In terms of presenting this to the user, I think putting graphs on gall pages buries the relevant info a bit (though obviously a long-term goal). What I'm envisioning is either a stripped-down alternative to the ID page or an addition to it. The user enters their latitude and a host plant (trialing this exclusively on oaks for now) and we'll calculate the dates that correspond with that latitude for a list of galls meeting those criteria.

So eg I would enter Q virginiana, latitude = 30.2, and the site would return something along the lines of (fake dates for illustration):

image

jeffdc commented 1 year ago

First some thoughts on how we approach the source of truth for the data.

The help the discussion a few definitions:

An import UI is a lot of work and not something that IMO we should invest in. Instead we need to do one of the following (in order of level of effort):

  1. Pull the Pheno DB onto the Prod Server and just use it as-is. The main site would just run queries against it directly. A mechanism to upload an updated version of the Pheno DB would be provided. The Pheno DB would be read-only on the site

  2. Build a SQL script that will grab all of the data from the Pheno DB and load it into the Prod DB. This is one-time event. Henceforth Pheno work would happen against a copy of the Prod DB. Two more SQL scripts would then be built that would be for export/import. These would pull the data from the copy of the Prod DB and then load it into the Prod DB

  3. Build out a Pheno workflow on the main site

Option 1 is a bit simpler and allows for easier (and safer) expansion of the Pheno DB.

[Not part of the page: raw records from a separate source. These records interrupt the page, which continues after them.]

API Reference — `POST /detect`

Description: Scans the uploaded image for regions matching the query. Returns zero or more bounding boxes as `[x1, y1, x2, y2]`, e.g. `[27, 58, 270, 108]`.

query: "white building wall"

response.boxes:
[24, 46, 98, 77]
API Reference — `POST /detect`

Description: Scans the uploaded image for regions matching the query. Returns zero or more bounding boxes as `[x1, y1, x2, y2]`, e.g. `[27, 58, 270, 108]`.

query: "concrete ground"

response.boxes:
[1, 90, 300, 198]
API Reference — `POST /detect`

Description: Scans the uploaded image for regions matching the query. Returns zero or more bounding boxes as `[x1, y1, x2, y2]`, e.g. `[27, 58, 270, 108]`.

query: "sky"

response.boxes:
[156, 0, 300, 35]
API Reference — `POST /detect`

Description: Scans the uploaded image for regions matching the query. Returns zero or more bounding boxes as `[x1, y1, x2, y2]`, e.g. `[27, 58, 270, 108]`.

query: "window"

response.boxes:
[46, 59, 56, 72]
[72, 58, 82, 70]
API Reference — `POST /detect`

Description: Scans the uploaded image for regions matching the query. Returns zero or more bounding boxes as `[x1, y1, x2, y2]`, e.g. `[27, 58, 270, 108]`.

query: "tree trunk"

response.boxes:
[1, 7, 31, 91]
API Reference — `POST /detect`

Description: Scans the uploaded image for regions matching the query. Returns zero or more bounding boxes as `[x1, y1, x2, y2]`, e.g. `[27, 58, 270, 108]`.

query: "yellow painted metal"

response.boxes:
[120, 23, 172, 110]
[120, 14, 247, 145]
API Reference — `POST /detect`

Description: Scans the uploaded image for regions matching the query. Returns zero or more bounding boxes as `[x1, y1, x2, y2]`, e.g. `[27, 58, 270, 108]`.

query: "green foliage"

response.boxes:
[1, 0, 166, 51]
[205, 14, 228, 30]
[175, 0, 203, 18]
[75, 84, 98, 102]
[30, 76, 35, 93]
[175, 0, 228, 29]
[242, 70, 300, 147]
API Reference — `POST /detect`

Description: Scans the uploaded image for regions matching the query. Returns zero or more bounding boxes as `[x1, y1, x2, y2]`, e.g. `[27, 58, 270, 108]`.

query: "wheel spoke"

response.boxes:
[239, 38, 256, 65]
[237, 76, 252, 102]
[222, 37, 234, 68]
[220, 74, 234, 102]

Option 2 means that the Pheno DB will stay more in sync in with the Prod DB (can still drift, but species info in particular would not be duplicated). However changes to the structure of the Pheno DB will require Production DB updates and we would need to make sure that the Pheno work never changes any data in any of the tables that are not Pheno specific (this is easy to enforce via the export/import scripts)

Option 3 is a tremendous amount of work but is the only way to prevent data drift.

jeffdc commented 1 year ago

DELETED and moved to the body of the issue.

Megachile commented 1 year ago

According to my plan, the data I'm submitting to the API should be a slope-intercept pair, not a raw date. We'll be calculating dates in the site itself using a given latitude as input (or just plotting the lines). So the input data should be more like:

{
  "id": 0,
  "rearing_viable_start_slope": "-.015",
  "rearing_viable_start_yint": "562",
  "rearing_viable_end_slope": "-.015",
  "rearing_viable_end_yint": "900",
 (etc)
  "min_latitude": 0.0,
  "max_latitude": 0.0
}

The pheno page can constrain latitudes between 20 and 60 if we don't care to extend to include Mexico/Central America right now. If we do (future-proofing?) then it would extend from 0-60.

Not sure what you mean about how to access the pheno page, other than putting a link to it on the main page?

jeffdc commented 1 year ago

Hmmm, this sounds a lot more complicated than I had anticipated. I do not currently understand how to go from those graph lines to lat/long.

Megachile commented 1 year ago

Eg:

lat = user entered latitude value

rearing_viable_start_doy = (lat - rearing_viable_start_yint) / rearing_viable_start_slope

Then use a function that converts doy to date with origin 01-01 of the current year, and that's what goes in the corresponding part of the table.

jeffdc commented 1 year ago

Ok that sounds easy enough.

Megachile commented 1 year ago

Yeah that is the easy part. It also lets us calculate the date ranges given a latitude and (eventually) create a plot from the same info with very little trouble. It's a bit brittle in other ways but that's a tradeoff that makes sense to me at the moment.

jeffdc commented 1 year ago

@Megachile I edited the main body of the ticket to include what I am going to build. Can you review it again please? I updated based on our comments here.